A questo proposito è interessante notare che una delle ragioni addotte nel medioevo, in particolare dal Duecento in poi, dai teologi per giustificare il prestito a interesse, è proprio l'esistenza di impieghi alternativi, cioè la possibilità di ottenere frutti dall'impiego di denaro liquido. La tradizione scolastica definì alcune ragioni per l'usura moderata, e le prime due erano: «Il damnum emergens, l'apparizione inattesa di un danno dovuto al ritardo nel rimborso. Esso giustifica il percepire un interesse che non è più un'usura. E il luc'rUm cessans, l'impedimento di un profitto superiore legittimo che l'usuraio avrebbe potuto avere consacrando il denaro prestato a usura a un investimento più vantaggioso».
Entrate e uscite a date diverse non sono comunque sufficienti a definire in modo completo i problemi relativi ai soldi e al tempo: è indispensabile anche che esista un mercato finanziario. Non necessariamente una Borsa valori, o la realtà attualmente rilevantissima di fitti scambi di titoli, liquidità, impieghi a breve ecc. fra operatori finanziari, scambi che passano appunto fuori borsa.
È sufficiente che avvengano scambi abbastanza regolari. Si può già parlare di mercato finanziario, nella sua essenza più semplice e fondamentale, quando vi sono dei soggetti disposti a prestare un capitale liquido oggi con l'accordo di riceverne uno maggiore per esempio fra un anno. E vi sono altri soggetti disposti, pur di ottenere un certo importo liquido oggi, a impegnarsi a sborsare fra un anno una cifra maggiore di quella ricevuta. Tali scambi possono addirittura riguardare beni fungibili, anziché il denaro, e tuttavia presentare problematiche analoghe, come s'è visto per i prestiti di frumento a Babilonia.

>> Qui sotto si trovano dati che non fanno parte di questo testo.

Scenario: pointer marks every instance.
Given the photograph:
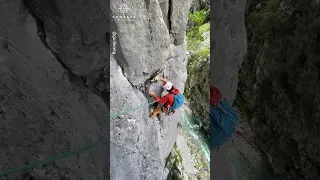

Quando il mercato non esiste, o non è accessibile per chi non è del ramo, le conseguenze per l'investitore possono essere molto spiacevoli. Due esempi da manuale sono i diamanti e i tappeti persiani: alcuni li comprarono per investimento negli anni di alta inflazione e di boom dei cosiddetti beni rifugio, soprattutto il 1979 e 1980. Li comprarono anche perché si fidarono dell'impegno a riacquistarli assicurato, a 'voce, dal negoziante o da strani venditori porta a porta, nel momento in cui avessero voluto liquidarli. Alcuni promettevano addirittura una rivalutazione annua del 20%.
È chiaro, e con un po' di avvedutezza lo si sarebbe capito già allora, che si prospettava un tracollo. Appena fosse mutato il clima economico e finita l'ascesa vertiginosa dei prezzi di tali oggetti, prima alcuni poi moltissimi avrebbero voluto monetizzare i diamanti o i tappeti persiani. Come avrebbero potuto i negozianti ricomprarli? Da dove avrebbero tirato fuori i soldi e che se ne sarebbero fatti? Potevano forse rivendere i diamanti alla De Beers e i tappeti ai tessitori persiani?